While President Bush is having fun bike-riding on his tastelessly extensive vacation, the casualties in Iraq continue to mount. Nonetheless, he exhorts increasingly skeptical Americans that it boosts our interests and safety that we stay the course ("Bush calls war an effort to keep Americans safe," Aug. 21).

Having run out of plausible justifications for this war of choice, Mr. Bush is clinging to the absurd doctrine that "if we do not confront these evil men abroad, we will have to face them one day in our own cities and streets," as he stated during his weekly radio address.

But the war has not made us safer; it has spawned a whole new generation of Islamic extremists who are willing to die so that Americans die as well.

The war planners failed to recognize that and have undercut our chances in Iraq with insufficient troop levels and ineffective equipment to deal with a new type of warfare.

And as for the proposition that fighting terrorists in Iraq will keep us safe at home, only the most loyal supporters of the president buy that.

All one needs to do is check with the citizens of Madrid and London to determine how well that strategy has worked.

Steve Charing


Question now is how to escape quagmire

The president's claim that we are safer because the war in Iraq is protecting Americans is absurd on its face and contradicts the facts and the loss of lives in Iraq ("Bush calls war an effort to keep Americans safe," Aug. 21).

In hindsight, it's clear President Bush and the neoconservatives led the nation into the wrong war, against the wrong enemy, with wrong justifications and no plan for postwar success.

Some day soon there must be accountability for the disastrous failures, but the critical question today is: Can the U.S. find an effective and honorable way to "win" and extricate our troops from the Iraqi quagmire?

The tragic answer to the question is no, unless President Bush suddenly learns to listen, admit mistakes, level with the American people, cooperate with allies, fire incompetents and develop a new exit strategy.

Roger C. Kostmayer


Policing the grass wastes our resources

I was frustrated to read the article about the "grass police" ("Grass `police' help weed out overgrown lawns," Aug. 21). Where are the priorities of our local governments?
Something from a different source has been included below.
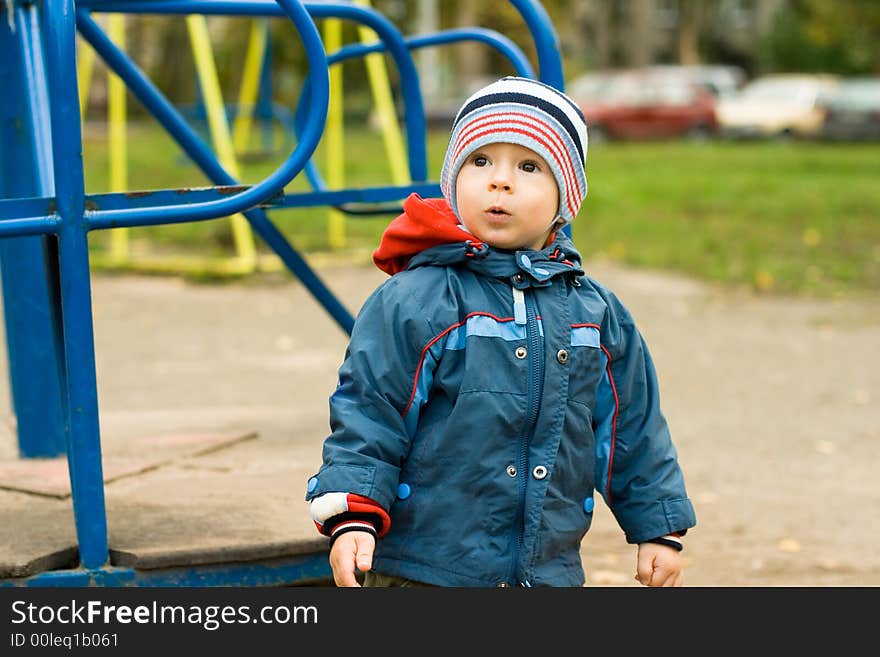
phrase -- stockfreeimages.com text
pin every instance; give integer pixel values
(211, 617)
We have schools, police, social service, parks and numerous other agencies clamoring for funds, and we waste money harassing people about the height of their grass?

Not only are the priorities askew, hypocrisy reigns. In many towns, neither parks nor median strips are mowed.

My suggestion is not that city and county grass police get out their grass rulers on government-owned (much less privately owned) land. Instead, let's redirect the labor and funds to places that really need attention.

Beth Ruekberg


Hamm's experience adds to his empathy

In these times, anyone who hasn't had a family member exposed to an addiction is truly blessed.

Baltimore Police Commissioner Leonard D. Hamm's experiences give him an insight into the epidemic and allow him to concentrate on the victims as well as the vultures ("Family woes may have shaped chief's drug policy," Aug. 24).

McNair Taylor


Cats not a big threat to pregnant women

The Sun was right to note the importance of preparing a pet for the arrival of a newborn baby ("Roll over Fido, baby's home," Aug. 22).

Educating prospective parents helps keep babies and pets healthy and safe. And it is true, as the article stated, that "uninformed new parents wind up giving away their pets."

Yet even before the arrival of the baby, many cats lose their homes because pregnant women fear they will contract toxoplasmosis from the cat.

But the fact is that in the United States, one is more likely to contract the disease by eating raw or undercooked meat or by gardening without gloves in contaminated soil than from the family cat.

Nancy Peterson


The writer is an issues specialist for the Humane Society of the United States.